The actors from the series reprised their roles except Kaho who played Miyuki Hirano was replaced by Elaiza Ikeda. I think Kaho is definitely the better actress but it seems that this movie doesn’t really require acting skills from its supporting cast, so I guess Elaiza’s curves would suffice.
Eiga Minna Esupa Dayo, also known as The Virgin Psychics, is like a compressed version of the series- just cheesier, racier and totally unapologetic. I’ve seen Sion Sono’s previous works and Shota in a comedy is quite a rare sight. The series was actually quite funny but Sono went overboard with the upskirt and hard-ons in the film. And while the series was able to flesh out its main ESPer characters, the movie’s focus is on panties more than substance. None of the ESPers weren’t even able to use their powers against the main villain whose motives were also unclear. There was just too much raunchy mess going on that has taken away my appreciation for the endearing moments in its final act.

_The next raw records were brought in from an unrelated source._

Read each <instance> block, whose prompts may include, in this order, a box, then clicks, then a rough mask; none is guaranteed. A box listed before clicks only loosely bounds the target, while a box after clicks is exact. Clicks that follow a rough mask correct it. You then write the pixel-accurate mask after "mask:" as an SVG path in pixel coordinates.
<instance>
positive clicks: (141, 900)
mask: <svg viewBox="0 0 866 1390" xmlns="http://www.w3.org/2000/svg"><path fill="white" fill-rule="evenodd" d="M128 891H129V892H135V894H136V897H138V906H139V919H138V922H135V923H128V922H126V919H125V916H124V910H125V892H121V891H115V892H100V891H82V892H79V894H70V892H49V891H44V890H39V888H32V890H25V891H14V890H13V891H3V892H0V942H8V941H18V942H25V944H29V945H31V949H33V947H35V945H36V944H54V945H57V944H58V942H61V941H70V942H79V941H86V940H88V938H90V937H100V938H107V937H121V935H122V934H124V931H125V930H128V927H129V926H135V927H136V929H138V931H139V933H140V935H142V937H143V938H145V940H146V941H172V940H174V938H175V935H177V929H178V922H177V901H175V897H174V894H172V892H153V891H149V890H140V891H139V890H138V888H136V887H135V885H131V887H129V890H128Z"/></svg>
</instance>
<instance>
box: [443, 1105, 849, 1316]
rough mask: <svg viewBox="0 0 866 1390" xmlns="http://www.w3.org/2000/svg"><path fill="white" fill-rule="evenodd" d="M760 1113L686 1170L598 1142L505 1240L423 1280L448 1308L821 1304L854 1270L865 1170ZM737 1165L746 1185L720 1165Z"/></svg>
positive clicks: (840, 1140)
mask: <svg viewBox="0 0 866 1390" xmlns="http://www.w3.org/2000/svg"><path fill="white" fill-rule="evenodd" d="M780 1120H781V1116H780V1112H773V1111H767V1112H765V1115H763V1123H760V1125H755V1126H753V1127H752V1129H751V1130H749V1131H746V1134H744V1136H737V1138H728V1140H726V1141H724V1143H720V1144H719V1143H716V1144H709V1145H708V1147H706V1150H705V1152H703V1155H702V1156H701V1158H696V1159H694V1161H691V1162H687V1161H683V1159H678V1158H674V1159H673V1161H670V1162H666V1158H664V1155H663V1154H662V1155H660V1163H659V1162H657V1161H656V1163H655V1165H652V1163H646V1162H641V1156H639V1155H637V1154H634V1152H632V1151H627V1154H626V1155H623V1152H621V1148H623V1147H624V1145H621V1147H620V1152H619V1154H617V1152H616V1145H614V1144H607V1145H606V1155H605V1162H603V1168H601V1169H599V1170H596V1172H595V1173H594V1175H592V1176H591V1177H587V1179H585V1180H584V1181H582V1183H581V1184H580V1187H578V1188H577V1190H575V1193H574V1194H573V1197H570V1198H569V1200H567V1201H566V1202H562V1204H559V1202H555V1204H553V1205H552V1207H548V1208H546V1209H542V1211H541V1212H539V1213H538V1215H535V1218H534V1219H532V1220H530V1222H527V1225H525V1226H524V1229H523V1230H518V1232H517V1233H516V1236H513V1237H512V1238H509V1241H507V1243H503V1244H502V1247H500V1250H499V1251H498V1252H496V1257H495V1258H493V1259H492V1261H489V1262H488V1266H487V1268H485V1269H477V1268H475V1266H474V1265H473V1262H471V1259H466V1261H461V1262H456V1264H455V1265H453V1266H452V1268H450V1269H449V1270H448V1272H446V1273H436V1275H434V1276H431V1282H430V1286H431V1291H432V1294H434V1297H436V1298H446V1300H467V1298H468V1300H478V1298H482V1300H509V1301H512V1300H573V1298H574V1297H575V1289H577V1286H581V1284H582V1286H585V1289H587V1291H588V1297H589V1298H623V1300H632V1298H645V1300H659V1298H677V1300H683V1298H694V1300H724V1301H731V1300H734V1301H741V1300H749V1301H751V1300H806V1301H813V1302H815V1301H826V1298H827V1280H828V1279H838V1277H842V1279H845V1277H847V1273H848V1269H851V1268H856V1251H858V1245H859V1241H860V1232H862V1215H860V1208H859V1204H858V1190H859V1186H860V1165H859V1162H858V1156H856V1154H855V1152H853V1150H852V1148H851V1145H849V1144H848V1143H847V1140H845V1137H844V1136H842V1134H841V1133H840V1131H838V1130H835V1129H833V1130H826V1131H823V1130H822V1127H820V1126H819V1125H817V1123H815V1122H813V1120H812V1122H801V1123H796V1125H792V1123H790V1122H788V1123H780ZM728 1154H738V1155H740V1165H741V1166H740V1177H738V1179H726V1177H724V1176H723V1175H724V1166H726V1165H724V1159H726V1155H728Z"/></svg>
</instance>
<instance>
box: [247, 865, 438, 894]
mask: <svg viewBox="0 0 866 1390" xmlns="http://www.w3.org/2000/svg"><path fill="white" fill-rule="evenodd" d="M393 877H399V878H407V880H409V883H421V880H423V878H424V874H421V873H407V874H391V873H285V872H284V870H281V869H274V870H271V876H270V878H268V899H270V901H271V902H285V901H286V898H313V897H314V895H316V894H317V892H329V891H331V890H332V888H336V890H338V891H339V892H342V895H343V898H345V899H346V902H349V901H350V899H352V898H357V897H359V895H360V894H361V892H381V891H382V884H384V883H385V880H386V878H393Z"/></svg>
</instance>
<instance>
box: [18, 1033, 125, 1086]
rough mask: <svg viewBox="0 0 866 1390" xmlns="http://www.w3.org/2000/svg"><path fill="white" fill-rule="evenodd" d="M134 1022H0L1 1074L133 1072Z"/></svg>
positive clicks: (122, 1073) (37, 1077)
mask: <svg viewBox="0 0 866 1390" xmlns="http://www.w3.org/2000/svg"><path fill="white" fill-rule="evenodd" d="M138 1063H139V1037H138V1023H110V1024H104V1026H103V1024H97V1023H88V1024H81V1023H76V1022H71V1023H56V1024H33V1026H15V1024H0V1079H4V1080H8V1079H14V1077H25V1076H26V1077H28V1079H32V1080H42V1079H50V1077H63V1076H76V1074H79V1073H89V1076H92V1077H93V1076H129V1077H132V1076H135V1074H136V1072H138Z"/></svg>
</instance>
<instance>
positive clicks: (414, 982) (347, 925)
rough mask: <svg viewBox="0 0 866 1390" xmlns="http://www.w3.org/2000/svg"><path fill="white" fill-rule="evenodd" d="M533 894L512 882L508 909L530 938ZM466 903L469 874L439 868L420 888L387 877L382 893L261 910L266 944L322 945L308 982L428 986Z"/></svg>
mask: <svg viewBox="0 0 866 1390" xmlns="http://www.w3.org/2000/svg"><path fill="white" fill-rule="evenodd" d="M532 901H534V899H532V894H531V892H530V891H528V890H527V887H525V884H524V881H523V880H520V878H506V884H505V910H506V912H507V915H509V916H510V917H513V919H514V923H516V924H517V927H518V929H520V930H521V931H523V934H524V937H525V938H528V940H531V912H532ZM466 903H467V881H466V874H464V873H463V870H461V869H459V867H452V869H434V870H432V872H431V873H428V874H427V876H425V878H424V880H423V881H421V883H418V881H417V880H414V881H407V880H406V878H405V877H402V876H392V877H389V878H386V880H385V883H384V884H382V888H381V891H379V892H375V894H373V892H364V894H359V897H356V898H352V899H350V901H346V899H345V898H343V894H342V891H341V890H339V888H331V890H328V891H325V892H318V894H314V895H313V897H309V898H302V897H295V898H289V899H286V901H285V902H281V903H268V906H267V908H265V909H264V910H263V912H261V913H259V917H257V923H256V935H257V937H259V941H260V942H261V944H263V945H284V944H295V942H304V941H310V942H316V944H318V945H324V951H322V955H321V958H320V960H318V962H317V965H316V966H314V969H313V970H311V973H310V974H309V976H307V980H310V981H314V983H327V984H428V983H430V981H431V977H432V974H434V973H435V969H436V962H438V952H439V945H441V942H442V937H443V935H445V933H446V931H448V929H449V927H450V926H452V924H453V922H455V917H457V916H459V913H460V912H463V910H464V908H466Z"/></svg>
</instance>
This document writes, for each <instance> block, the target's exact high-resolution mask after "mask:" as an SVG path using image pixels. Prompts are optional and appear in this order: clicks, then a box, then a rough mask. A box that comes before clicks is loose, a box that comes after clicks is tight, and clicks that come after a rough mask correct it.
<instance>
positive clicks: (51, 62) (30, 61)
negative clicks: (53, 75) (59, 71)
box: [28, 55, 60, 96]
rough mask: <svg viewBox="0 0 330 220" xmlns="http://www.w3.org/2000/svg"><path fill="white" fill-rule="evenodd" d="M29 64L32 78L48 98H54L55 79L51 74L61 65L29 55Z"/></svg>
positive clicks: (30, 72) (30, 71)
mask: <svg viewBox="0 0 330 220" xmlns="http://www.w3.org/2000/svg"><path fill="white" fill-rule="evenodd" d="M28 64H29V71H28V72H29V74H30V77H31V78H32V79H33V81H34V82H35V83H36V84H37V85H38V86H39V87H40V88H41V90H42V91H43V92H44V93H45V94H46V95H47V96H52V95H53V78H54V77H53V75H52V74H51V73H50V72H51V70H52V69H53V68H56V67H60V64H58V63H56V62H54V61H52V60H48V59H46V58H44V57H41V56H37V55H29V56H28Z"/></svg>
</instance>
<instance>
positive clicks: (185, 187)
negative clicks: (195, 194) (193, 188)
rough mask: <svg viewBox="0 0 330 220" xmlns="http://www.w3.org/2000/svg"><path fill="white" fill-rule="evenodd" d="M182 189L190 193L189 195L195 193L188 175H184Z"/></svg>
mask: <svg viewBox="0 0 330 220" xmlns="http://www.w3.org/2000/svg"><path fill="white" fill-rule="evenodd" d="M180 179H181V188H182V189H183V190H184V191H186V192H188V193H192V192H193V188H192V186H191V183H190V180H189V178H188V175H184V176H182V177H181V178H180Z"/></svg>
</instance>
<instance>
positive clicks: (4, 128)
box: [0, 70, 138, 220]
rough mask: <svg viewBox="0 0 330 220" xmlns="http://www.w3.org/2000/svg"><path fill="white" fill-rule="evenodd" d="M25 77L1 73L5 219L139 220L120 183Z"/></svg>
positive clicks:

At 22 years old, Sometani Shota has already appeared in 50 films; but just because he makes a lot of movies, it doesn’t mean that he accepts just any kind. He is included in the cast of Bakuman, the Number 1 film in the 25th Japan Film Professional Awards’ Best 10. His role as the young genius mangaka, Niizuma Eiji, earned him a Japan Academy prize nomination for Best Supporting Actor. He was named Best Actor in the 25th Japan Film Professional Awards for his role in Kabukicho Love Hotel, a pink film directed by Ryuichi Hiroki that was shown in several film festivals including the New York Asian Film Festival where Sometani’s 2014 Tokyo Tribe movie directed by Sion Sono was also included in the New Cinema for Japan category. At the same time, Sometani Shota received his Screen International Rising Star Award. 2015 was definitely one remarkable year for him.